お料理ブートキャンプ
俺たち3人は16×16のたこ焼き一面分を軽く平らげて、既に2回戦目の焼きに入っている。
え? 食いすぎ? いえいえ、まだ中盤で後半戦もありますし全然です。
慣れてきた今回は振動補助なしでのピクちゃんシンジュちゃんだが、たこ焼き返しの腕をダブルピックでみるみる上げていく。
「こんな感じでどうかな~、シンジュちゃん」
もう既にプロ級のテクニックに到達したピクちゃんは、オリハルコンたこ焼きピックで剣舞のような動きをして見せていた。
『まるで二刀流だねピクちゃん』
「おお~っと、気づいちゃった?」
『んん? 何に?』
「えっ!? あ、あるじっ、まさか……コレもなの? コレもあるじの元居た世界で無意識に使われているスキルの一つ?」
「そうなんだよ。二刀流スキルを会得するにも、更に熟練度を上げて行くのにも、たこ焼きをピック2本同時使用で返す動きは最適なんだ」
『ええっーーー!』
「じゃあじゃあ、たこ焼き職人でもないのに二刀流スキルを持ってる人って」
「うん、まず間違いなく自宅に家庭用たこ焼きプレートを購入して置いてあるね」
『そうだったのかぁ~』
「クククッ、ここまで話したんだから勿体付けずに全部教えておくと、二刀流スキルの熟練度を極めると上位職へ転職できる!」
「あるじっ、ソレはまさかっ!」
「ああ、二刀流双剣士上位職ソードダンサーへは、たこ焼き職人からが最短ルートだ!」
「すっ、スゲェーーー! あるじ~、たこ焼き職人凄すぎだよー」
『ビックリだよ。確かソードダンサーって滅多に現れない上位職だよね』
「そうだよ。二刀流を普通に成長させるのって大変らしい。近接戦闘職の器用度DEX上げは特に厳しいね」
「だから片手剣とか両手剣の剣士になる人が多いんだね~」
『あれ? あるじ、もしかしてお好み焼き屋さんとかも?』
「たこ焼きダブルピックDEXのヒントから連想してくるとは、流石だよシンジュちゃん」
「えっ!? お好み焼き屋さんと言えば鉄板? それとヘラだね」
『あるじは鉄板の上でヘラを使って具を纏め上げたり刻んだりもしてたよ』
「うんうん、ヘラが武器で鉄板上でヘイト管理? 攻撃も強力そう」
『ヘラは盾にもなりそうだね』
「そう、ナイト・シールダー複合上位職パラディンへの登竜門だったのさ、お好み焼き屋さんは」
「『おおーーー!!』」
「そして、デスゲームを題材にしてアニメ化もされたあの有名な物語中、闘技場デュエルや塔上層での黒幕対主人公の死闘をこの視点で観てみると、また違った楽しみ方ができる」
「『キャハハハッーーー!!』」
「あるじ~、それダメェ~~」
『反則、もうそういう風にしか観れなくなる』
「あと、もう一つ職業を追加しとくよ。焼き鳥・串かつ・鰻の串打ちなんかは、突剣士・フェンサー・槍術士・ランサーとかかな。派生職業は多様で異世界では竜騎士なんかが最高峰の一職なのかね」
『職人さん侮りがたし、うまうま』
「だよね~、うまうま」
スキルとか二次職の話で脱線しまくりだが、食い捲くる2体の食魔人達の勢いは留まる気配を見せず、だ!
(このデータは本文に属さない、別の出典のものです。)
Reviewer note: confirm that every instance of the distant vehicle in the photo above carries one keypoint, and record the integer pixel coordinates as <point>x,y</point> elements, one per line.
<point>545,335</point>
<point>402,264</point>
「さあ、たこ焼きもそろそろ片付きそうだし、お料理ブートキャンプ後半戦スタートしようか」
「イエ~ス、カモーーン!」
『イエスッ、ゴーゴー、ワンツーワンツー』
2人に声を掛けつつ鉄板の4面ダイヤル全てを180に切り替え、たこ焼きプレートを外して新たにオプションを付け替える。
この鉄板の表面は平らで横のIHプレートと同じ仕様の物だ。
これを付ける事によって5種類の料理を同時に調理可能とし、今は温度を160にセットして待機させておく。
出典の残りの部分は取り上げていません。